I turn slowly toward the only one who hasn’t spoken.

He watches the treeline still, shadows coiling around him like tendrils of smoke.

“What about you?” I ask softly.

When he finally speaks, his voice is quieter than the others. Less eager to be known. “Wraith,” he says. “Born of flesh. Molded by shadow. We learn to slip between.”

I don’t understand the complexities of what each man is, but I know what they say is true .

The words– fae, vampire, shifter, wraith –feel correct in my bones, even if I don’t know why.

Yet something still doesn’t sit right. They call themselves kings, and that doesn’t settle the same way within me.

The feel of my brows furrowing with my confusion pauses me for only a moment. I force my next question out before I can second guess it. “How long have you…been kings of this world?”

Torryn’s eyes flash gold. When he speaks, his voice is a low, rumbling growl. “Today marks the first day we claim this world as ours again.”

His words echo through me.

Today marks the first day we claim this world as ours again.

The ground beneath my feet shudders at that. None of them seem to react, but I feel it.

A low pulse, thrumming up through the soles of my feet, through my bones, through something deeper than flesh.

The tremor makes me feel like the ground itself doesn’t welcome those words. It resists them.

A warning.

I glance down, my toes curling against the ash-dusted soil.

I trust the earth more than their mouths, and I think it’s telling me they are not the kings of this world .

My gaze lifts and lingers on each of them, watching their stances. The cold calculation in Azyric’s eyes, the amusement fading from Sylvin’s, the way Riven stands too close, and Torryn’s quiet stillness.

I pull the coat tighter around my body and find my voice again.

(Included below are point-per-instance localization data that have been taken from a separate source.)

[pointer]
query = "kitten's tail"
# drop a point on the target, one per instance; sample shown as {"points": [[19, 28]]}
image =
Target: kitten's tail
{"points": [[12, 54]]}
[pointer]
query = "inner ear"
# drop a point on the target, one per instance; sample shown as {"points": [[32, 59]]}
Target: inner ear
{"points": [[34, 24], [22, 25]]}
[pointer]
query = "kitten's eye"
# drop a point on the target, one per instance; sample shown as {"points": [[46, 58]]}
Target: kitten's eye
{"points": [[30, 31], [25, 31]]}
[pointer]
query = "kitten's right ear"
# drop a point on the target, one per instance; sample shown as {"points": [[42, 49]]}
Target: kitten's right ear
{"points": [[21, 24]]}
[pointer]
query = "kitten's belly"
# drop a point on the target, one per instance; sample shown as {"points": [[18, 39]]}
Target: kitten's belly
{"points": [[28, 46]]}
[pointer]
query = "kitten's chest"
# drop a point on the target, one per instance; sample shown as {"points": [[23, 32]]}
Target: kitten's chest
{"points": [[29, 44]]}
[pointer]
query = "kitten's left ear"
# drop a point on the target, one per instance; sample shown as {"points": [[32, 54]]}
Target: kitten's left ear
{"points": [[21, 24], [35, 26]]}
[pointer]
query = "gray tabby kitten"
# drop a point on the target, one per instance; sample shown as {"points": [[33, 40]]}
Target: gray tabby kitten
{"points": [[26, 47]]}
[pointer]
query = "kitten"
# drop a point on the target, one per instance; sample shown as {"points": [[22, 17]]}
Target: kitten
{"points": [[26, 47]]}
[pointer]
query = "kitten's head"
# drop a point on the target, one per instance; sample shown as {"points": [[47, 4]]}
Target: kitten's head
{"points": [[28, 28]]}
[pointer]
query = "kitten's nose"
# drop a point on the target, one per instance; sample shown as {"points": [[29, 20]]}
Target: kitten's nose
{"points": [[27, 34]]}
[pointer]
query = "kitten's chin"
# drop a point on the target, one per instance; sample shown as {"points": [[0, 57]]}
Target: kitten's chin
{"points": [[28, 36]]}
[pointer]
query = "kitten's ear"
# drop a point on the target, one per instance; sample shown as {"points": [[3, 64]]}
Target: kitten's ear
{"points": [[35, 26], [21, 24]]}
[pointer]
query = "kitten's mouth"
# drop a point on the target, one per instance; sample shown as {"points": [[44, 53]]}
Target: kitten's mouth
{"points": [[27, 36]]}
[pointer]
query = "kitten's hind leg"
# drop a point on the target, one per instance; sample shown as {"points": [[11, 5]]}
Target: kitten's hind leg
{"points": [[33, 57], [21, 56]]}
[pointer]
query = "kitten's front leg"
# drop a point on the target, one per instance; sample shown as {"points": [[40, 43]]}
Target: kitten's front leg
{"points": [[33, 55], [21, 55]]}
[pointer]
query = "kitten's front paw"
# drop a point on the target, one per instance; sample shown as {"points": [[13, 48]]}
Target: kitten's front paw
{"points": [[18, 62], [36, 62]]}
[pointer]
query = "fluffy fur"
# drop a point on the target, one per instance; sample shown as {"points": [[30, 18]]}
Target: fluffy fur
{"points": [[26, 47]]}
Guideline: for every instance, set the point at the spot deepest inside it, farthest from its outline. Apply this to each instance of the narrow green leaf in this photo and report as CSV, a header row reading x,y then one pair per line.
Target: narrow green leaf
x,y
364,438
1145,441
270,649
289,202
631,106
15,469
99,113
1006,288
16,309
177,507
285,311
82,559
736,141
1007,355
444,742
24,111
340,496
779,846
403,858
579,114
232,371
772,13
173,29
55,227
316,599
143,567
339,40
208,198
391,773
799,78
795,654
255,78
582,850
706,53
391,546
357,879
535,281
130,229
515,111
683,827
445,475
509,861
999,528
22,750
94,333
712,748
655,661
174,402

“Why?” I ask quietly. “Why are you coming together to fight the humans?”

Once more the earth hums gently, like it approves of my question.

No one answers at first.

Riven steps forward, his voice sharper and more lethal than I’d heard it before. “Because they hunt what is superior to them.”

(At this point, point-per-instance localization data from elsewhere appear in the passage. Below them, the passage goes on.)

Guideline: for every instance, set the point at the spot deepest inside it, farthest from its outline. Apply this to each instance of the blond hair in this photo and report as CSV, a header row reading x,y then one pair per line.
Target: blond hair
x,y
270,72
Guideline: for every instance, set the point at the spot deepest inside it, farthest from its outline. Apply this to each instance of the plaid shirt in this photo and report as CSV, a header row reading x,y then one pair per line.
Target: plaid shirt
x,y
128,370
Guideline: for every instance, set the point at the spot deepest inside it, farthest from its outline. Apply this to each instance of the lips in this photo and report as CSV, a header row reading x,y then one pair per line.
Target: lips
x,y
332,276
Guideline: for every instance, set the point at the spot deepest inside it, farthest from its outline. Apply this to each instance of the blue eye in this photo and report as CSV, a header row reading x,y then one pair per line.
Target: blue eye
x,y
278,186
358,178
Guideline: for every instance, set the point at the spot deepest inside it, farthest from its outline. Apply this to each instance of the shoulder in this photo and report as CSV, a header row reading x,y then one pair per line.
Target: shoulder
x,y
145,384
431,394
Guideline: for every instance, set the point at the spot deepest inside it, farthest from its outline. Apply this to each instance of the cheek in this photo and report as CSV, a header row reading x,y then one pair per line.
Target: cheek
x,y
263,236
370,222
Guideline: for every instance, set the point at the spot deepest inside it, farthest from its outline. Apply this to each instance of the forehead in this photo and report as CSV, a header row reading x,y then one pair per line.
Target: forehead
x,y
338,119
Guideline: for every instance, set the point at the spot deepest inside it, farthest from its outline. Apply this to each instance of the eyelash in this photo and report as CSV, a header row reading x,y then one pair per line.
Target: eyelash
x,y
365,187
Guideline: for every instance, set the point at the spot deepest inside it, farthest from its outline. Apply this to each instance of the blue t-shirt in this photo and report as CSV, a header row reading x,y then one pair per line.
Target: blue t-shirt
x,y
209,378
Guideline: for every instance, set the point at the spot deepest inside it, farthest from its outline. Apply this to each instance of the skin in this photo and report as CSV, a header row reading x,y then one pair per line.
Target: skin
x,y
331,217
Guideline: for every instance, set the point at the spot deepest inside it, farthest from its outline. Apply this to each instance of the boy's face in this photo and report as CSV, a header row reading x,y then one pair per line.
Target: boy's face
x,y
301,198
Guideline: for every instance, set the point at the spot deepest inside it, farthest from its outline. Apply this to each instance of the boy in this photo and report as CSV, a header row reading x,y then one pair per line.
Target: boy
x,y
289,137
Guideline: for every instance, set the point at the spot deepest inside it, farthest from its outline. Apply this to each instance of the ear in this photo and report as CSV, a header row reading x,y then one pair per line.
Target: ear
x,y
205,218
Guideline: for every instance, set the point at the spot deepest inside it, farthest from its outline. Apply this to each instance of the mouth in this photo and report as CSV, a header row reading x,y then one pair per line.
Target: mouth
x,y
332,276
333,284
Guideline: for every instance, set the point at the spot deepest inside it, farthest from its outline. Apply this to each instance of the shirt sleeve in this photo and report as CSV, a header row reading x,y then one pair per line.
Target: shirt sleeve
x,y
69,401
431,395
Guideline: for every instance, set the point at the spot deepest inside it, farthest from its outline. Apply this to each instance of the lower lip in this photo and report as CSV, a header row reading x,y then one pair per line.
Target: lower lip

Sylvin hums, tilting his chin up. “Because they forgot their place. We existed first.”

Torryn’s jaw clenches. “Because the land we gave them in a thousand year-old treaty apparently wasn’t enough for them.”

A pause follows before Azyric turns to face me fully, seeming to float across the ground as all of his shadows retract to swirl at his feet.

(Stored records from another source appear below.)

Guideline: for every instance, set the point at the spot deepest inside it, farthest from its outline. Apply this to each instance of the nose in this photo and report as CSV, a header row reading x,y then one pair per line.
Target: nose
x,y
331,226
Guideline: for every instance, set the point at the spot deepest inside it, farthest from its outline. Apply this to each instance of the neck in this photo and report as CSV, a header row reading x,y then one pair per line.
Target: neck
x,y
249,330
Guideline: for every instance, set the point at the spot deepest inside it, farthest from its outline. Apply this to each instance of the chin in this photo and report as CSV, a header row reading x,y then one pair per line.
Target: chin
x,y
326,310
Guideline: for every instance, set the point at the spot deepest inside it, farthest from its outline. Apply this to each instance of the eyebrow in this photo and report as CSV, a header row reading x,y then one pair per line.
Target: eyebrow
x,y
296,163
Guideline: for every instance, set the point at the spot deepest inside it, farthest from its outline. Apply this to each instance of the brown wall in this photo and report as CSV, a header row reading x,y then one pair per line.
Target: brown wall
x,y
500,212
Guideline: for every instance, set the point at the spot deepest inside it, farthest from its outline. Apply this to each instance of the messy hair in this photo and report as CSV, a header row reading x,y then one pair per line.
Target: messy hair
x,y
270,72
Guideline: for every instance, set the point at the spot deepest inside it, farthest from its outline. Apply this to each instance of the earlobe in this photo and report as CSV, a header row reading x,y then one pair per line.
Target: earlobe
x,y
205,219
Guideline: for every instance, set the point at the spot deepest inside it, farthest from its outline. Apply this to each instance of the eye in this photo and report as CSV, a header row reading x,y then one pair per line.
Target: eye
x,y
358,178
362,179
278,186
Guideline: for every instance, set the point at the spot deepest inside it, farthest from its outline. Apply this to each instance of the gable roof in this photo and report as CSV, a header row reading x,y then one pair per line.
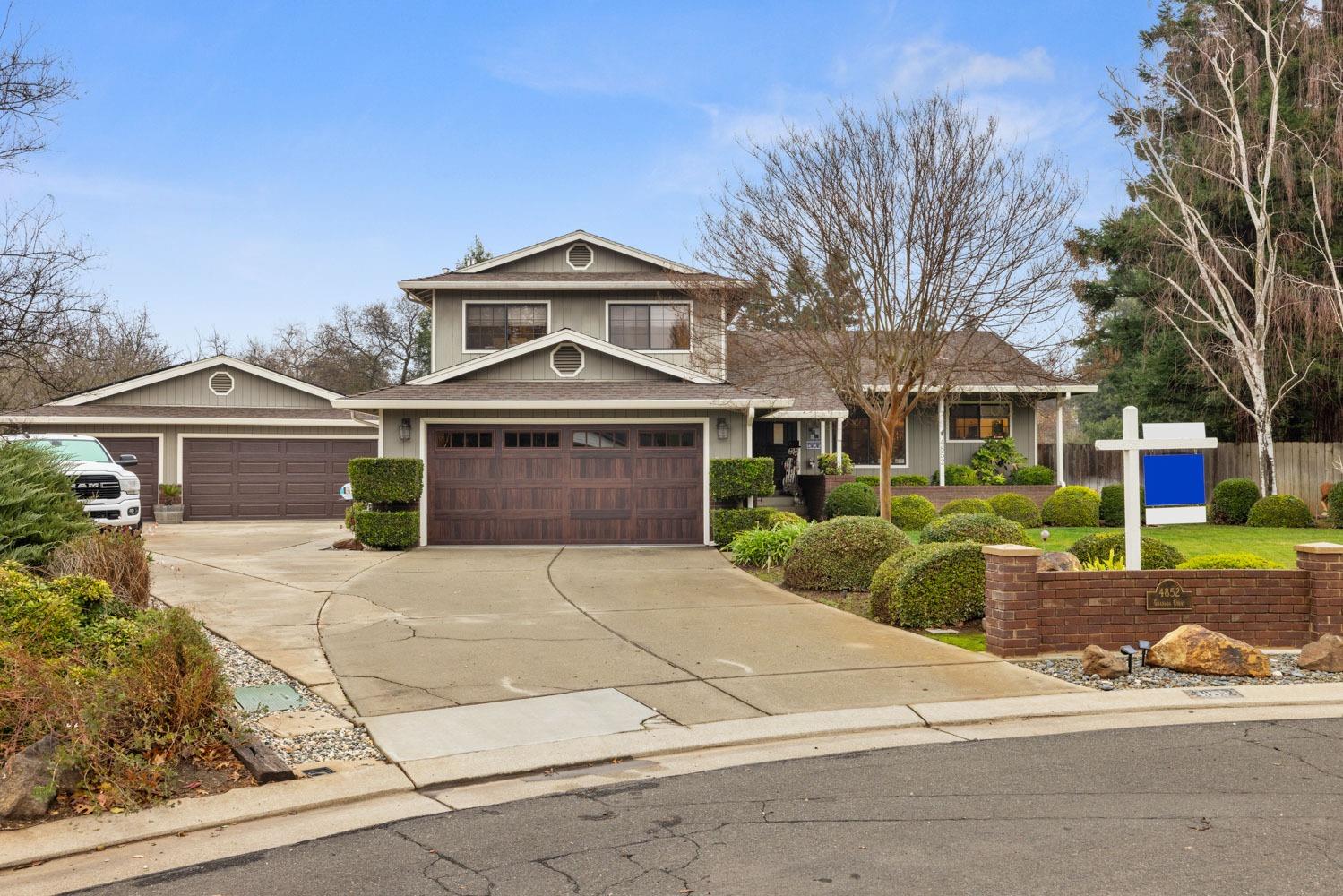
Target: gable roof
x,y
564,335
191,367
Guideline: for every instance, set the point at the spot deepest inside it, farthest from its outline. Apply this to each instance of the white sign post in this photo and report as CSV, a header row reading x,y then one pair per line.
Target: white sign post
x,y
1157,435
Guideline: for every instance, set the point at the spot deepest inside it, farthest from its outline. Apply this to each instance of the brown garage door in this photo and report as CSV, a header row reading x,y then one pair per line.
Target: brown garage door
x,y
266,478
147,469
592,484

“Because they started a war,” he says, the coldness in his tone settling over my heart like ice. “And for once…we intend to finish it.”

The wind stirs and the ash dances around us.

For the first time since I woke in this world, I feel the full weight of what surrounds me.

These men…they’re not just planning to survive a war. They’re planning to rise from the death of humankind with four crowns forged in ruin, reclaiming a world they say belonged to their kind to begin with.

I clutch the coat even tighter, knuckles aching with the force as I look between them, its borrowed warmth offering little comfort now.

If this is a war that decides the fate of the world…I don’t know whose side I’m on.